Exhibition in Ravenscourt Park looks beyond suburban pastiche
Mock Tudor takes the much-reviled Tudorbethan architectural style as a starting point for an examination into authenticity, influence and inspiration in a new exhibition in Ravenscourt Park.
Tracing the strands that a powerful historic story projects, the Mock Tudor artists evoke the passions of another era by transforming the banal, assimilating identities and creating alternative histories.
Used to high-brow effect by the likes of Edwin Lutyens, Norman Shaw (architect of Bedford Park) and the Arts and Crafts movement, Tudorbethan style now tends to be seen as a tasteless suburban pastiche with uPVC wood effect stucco boards creating ‘instant atmosphere’.

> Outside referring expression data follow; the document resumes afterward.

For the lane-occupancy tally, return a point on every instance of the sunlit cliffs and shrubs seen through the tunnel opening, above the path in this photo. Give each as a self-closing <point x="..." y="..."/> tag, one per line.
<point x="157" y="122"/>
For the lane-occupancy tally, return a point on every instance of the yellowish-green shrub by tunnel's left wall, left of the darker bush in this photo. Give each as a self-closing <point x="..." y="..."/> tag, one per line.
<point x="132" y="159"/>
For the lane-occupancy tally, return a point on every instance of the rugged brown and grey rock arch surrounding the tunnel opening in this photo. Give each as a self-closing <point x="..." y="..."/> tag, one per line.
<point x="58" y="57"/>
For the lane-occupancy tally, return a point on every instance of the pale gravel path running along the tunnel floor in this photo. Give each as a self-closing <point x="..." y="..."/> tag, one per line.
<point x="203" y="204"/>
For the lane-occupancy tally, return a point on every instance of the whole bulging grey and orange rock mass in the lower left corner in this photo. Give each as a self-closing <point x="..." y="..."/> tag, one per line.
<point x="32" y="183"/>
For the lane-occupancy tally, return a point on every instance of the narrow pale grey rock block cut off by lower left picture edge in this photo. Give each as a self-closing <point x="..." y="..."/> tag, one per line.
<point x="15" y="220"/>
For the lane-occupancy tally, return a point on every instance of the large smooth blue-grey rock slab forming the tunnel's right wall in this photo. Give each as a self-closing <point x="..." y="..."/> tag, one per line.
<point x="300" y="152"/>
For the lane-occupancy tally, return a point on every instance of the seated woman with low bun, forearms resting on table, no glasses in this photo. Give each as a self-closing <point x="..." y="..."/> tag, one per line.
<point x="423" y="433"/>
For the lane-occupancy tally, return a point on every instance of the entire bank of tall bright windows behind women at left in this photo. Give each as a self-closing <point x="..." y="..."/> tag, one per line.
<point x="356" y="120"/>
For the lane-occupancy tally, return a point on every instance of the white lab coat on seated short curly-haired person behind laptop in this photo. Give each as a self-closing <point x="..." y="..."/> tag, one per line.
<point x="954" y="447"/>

The Tudor period is also currently popular on film and TV with the notable recent examples of the TV series The Tudors and the films The Other Boleyn Girl and Elizabeth. Whilst Tudor revivals may ape the romantic style of a bygone age, however authentic, they ultimately reveal more about their own historic moment than the actual Tudor period.
Ravenscourt Park is a perfect romantic location for the show. The lake, in the centre of the park was once part of a moat that surrounded Palingswick Manor. Alice Perrers, a wealthy, educated, medieval woman, owned the manor during the 14th Century, and was mistress to King Edward III.
The work in the show is not strictly faithful to any historic period or style. Instead, it promiscuously borrows and changes details to suit its makers’ purposes.
Kirsty Buchanan’s films are based on her series of Headless Queen Zines. Rachael Haines creates a gaffa-taped, ‘magpie’ Tudoresque interior.
Sigrid Holmwood’s drawings play with the concept of ‘intern’ in the contemporary art world and ‘apprentice’ of Tudor times, contributing to her investigative painting practice that includes re-enactments with The Tudor Group.
Cathy Lomax’s Holbein inspired head-shots mix characters from Tudor themed movies with renaissance portraits and contemporary fashion imagery.
Jeff McMillan moved from Texas to the UK in the late 1990s and attempted Tudor-style paintings in an effort to assimilate. This is the first showing of these works.
Alli Sharma draws on a pictorial history of Hammersmith, via local pub signs and pawnbrokers, for a new series of paintings.
Charlotte Squires reconfigures domestic objects into illuminated sculptures.